4. Any work involving human participants requires review by an institution's ethics panel. That applies not only to faculty and staff members of an institution, but its students as well. Students in particular are still beginning to learn the research process, and the idea of students (at any level) being turned loose to simply run whatever they want without oversight is not something a reputable institution will stand for. However, regardless of whether one is a student or a seasoned professional, and regardless of how excited one might be about their research ideas, there is a need for an impartial third party to provide some modicum of oversight - if nothing else to determine the ethical soundness of a particular project. In addition, the Kirkegaard data dump along with its accompanying paper provides another problem: conflict of interest. Not only did Kirkegaard entirely sidestep his institution's IRB, but he made sure that another potential safeguard was sidestepped: the role of the journal editor and peer reviewers. As the editor in chief of the "journal" in which his work was published, Kirkegaard is his own judge, jury, and executioner.
I am sure we all have our own various war stories to tell about our institutions' IRBs or ethics panels, but at the end of the day, they do serve an important function. Regardless of any frustrations I've had with my own, ultimately I and my students get to conduct our research. We may a wait on our hands, but we'd rather err on the side of safety.

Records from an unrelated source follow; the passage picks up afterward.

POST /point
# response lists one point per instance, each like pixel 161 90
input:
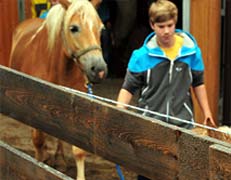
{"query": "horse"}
pixel 64 49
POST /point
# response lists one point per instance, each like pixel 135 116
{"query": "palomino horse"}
pixel 63 49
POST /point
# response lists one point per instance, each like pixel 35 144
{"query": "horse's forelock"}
pixel 54 22
pixel 85 10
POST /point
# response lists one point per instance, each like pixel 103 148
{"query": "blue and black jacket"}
pixel 165 84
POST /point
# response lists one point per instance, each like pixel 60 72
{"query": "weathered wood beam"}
pixel 146 146
pixel 219 162
pixel 16 165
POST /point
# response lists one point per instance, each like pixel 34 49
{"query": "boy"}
pixel 165 68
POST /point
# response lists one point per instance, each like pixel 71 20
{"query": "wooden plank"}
pixel 83 121
pixel 227 65
pixel 194 155
pixel 8 22
pixel 205 26
pixel 146 146
pixel 16 165
pixel 220 162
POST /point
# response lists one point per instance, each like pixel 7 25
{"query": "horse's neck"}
pixel 72 75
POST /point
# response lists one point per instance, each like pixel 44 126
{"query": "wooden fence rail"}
pixel 146 146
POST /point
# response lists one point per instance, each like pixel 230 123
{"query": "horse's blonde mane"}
pixel 59 16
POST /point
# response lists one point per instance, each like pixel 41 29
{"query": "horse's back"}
pixel 23 49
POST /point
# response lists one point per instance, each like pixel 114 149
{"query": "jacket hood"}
pixel 141 59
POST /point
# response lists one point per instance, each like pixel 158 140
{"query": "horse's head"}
pixel 81 36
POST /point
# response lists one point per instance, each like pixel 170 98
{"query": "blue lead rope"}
pixel 118 169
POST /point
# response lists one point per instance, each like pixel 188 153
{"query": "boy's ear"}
pixel 65 3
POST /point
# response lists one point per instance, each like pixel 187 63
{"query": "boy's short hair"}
pixel 162 10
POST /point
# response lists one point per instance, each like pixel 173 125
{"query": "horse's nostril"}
pixel 93 68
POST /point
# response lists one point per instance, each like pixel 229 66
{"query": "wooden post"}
pixel 227 66
pixel 205 26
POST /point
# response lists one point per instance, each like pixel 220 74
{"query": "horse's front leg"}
pixel 38 138
pixel 79 155
pixel 60 162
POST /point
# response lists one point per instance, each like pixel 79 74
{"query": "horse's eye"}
pixel 74 29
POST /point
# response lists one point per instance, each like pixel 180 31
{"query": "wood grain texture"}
pixel 219 162
pixel 146 146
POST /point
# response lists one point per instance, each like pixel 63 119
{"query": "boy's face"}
pixel 165 32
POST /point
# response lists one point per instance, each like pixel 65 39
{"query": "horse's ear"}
pixel 65 3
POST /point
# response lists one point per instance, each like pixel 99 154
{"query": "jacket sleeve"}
pixel 133 81
pixel 197 69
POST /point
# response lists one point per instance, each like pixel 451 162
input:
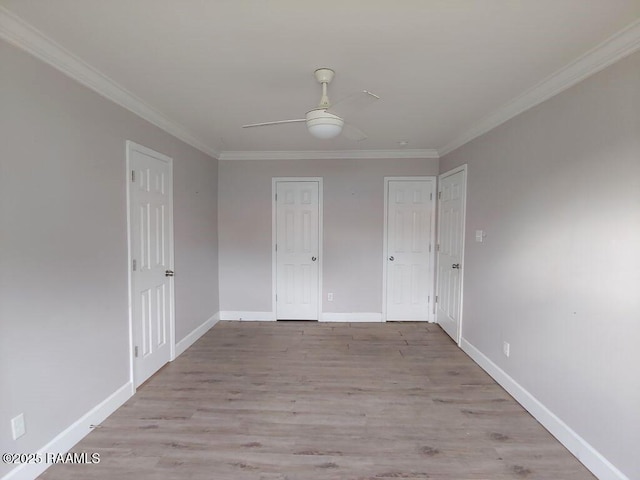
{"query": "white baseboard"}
pixel 583 451
pixel 71 435
pixel 197 332
pixel 247 316
pixel 351 317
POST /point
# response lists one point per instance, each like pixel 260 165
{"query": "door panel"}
pixel 297 246
pixel 450 250
pixel 151 253
pixel 409 259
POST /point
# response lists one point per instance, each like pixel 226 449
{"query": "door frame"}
pixel 453 171
pixel 432 240
pixel 274 256
pixel 131 147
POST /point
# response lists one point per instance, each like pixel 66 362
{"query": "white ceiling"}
pixel 441 67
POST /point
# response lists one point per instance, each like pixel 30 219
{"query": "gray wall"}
pixel 353 228
pixel 557 190
pixel 63 245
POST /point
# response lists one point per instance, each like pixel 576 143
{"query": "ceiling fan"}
pixel 325 121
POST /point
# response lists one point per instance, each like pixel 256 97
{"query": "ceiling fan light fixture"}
pixel 322 124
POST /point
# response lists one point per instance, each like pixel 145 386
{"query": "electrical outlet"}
pixel 18 427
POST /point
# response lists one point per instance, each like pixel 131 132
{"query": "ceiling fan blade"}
pixel 279 122
pixel 353 133
pixel 353 103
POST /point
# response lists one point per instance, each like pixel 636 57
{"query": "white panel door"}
pixel 450 251
pixel 297 216
pixel 151 223
pixel 409 285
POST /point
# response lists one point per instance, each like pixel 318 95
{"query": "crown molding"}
pixel 614 48
pixel 328 154
pixel 19 33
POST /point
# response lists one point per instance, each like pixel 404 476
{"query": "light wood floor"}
pixel 307 401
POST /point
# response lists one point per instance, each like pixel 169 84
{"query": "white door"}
pixel 409 260
pixel 451 214
pixel 151 248
pixel 297 252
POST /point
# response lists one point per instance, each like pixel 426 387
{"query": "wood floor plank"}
pixel 320 401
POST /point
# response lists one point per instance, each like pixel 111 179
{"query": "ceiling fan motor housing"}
pixel 322 124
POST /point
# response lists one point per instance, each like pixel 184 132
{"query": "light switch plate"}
pixel 17 426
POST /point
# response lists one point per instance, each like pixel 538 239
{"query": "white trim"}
pixel 328 154
pixel 195 334
pixel 453 171
pixel 583 451
pixel 130 147
pixel 23 35
pixel 75 432
pixel 274 257
pixel 431 179
pixel 247 316
pixel 353 317
pixel 614 48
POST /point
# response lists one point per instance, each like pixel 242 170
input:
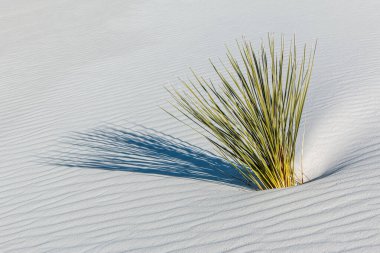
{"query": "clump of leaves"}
pixel 253 115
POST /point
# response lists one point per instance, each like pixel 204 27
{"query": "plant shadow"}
pixel 145 151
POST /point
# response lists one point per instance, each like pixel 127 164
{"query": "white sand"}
pixel 74 65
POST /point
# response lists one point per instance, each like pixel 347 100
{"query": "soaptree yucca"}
pixel 252 115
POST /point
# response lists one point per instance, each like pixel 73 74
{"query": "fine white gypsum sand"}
pixel 76 66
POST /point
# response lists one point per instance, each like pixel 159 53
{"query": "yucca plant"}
pixel 253 115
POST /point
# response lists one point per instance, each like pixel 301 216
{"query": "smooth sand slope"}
pixel 73 66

I am sure that this incident will cast a shadow over the open science movement, which is a shame since I do think that this is a movement that serves a purpose as well. The appeal of the open science movement was its apparent dedication to transparency, leading to better and more ethically sound science. OSF, which housed the data set in question, should simply remove the data set posthaste. In other words, an organization that is the face of the movement needs to take a strong stand now, rather than freeze in a time of crisis. In any form of communication, there is a fine line between openness and TMI (aka., too much information). Kirkegaard has erred on the side of TMI, and could drag down a potentially beneficial movement within the sciences with him in the process. That should concern all of us.